– Thomas Oso Negro está enchironado en Donovan por hurto mayor.
– Entonces no te preocupes por él. Tampoco tengo la dirección actual de Rhythm Jones, así que cursa otra orden de búsqueda. Corre grave peligro. Y ve a casa de William Rayner antes de que se enfríen los cadáveres.
– ¿Cómo te has visto implicado en todo esto?
Tim tenía unas ganas tremendas de que Oso dejara de hablar, llamara a comisaría y cursara las órdenes de búsqueda.
– En Yamashiro a las cinco y media. Llevaré las respuestas.
– Y una mierda, en Yamashiro. Si quieres que dé la alarma, tienes que responderme ahora.
– Es mejor que no te responda ahora. Te conviene pillar a esos sujetos y tenerlos bajo protección sin el lastre que supone esa información que, de todos modos, ambos sabemos que ya te consta.
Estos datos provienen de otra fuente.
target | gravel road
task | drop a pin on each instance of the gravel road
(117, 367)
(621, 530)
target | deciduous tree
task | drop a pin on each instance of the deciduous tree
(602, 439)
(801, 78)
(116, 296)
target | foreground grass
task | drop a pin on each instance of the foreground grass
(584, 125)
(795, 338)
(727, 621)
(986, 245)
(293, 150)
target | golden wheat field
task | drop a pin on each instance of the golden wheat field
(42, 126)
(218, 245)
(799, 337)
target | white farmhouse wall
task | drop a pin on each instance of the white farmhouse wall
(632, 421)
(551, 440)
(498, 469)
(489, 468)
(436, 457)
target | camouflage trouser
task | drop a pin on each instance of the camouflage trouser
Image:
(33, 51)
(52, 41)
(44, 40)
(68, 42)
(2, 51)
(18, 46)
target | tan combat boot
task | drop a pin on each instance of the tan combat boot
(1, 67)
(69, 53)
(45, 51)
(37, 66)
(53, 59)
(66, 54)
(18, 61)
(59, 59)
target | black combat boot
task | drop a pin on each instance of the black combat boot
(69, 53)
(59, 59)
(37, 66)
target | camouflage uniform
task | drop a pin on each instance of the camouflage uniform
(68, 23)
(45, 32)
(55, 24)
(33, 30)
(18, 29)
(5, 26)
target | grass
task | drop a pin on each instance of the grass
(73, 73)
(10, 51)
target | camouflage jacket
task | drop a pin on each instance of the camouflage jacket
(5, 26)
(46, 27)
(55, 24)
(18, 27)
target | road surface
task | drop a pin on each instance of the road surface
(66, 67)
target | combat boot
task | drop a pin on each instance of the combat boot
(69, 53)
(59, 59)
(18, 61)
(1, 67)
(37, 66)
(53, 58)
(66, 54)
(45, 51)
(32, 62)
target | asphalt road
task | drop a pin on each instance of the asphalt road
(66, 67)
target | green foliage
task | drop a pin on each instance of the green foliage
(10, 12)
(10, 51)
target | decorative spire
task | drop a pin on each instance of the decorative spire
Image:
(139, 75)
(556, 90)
Aclararé el asunto cuando nos veamos.
– Vas a hacer algo más que eso. -Oso colgó.
A continuación, Tim probó suerte con los Nextel de Robert y Mitchell, pero saltaron los buzones de voz sin que sonaran siquiera. No les dejó ningún mensaje.
Al ver que se abría ante él un abanico de peligros cada vez más amplio, Tim cobró conciencia de su necedad, lo vio todo más claro, amplificado, y dedicó un momento a despreciarse sin ambages antes de hacer de tripas corazón y volver a funcionar como era debido.
Puesto que los Masterson habían hecho trizas la carpeta con el expediente de Kindell en vez de llevársela consigo, no debían de tener interés en darle caza. Kindell era el único de los sospechosos que iban a dejar en paz, para que continuara atormentando a Tim con su mera existencia. Las ejecuciones empezarían con Bowrick y Dobbins porque ya disponían de sus direcciones, y luego se pondrían tras la pista de Rhythm. En lo tocante a Oso Negro, no tardarían en averiguar que estaba a salvo de ellos en la cárcel.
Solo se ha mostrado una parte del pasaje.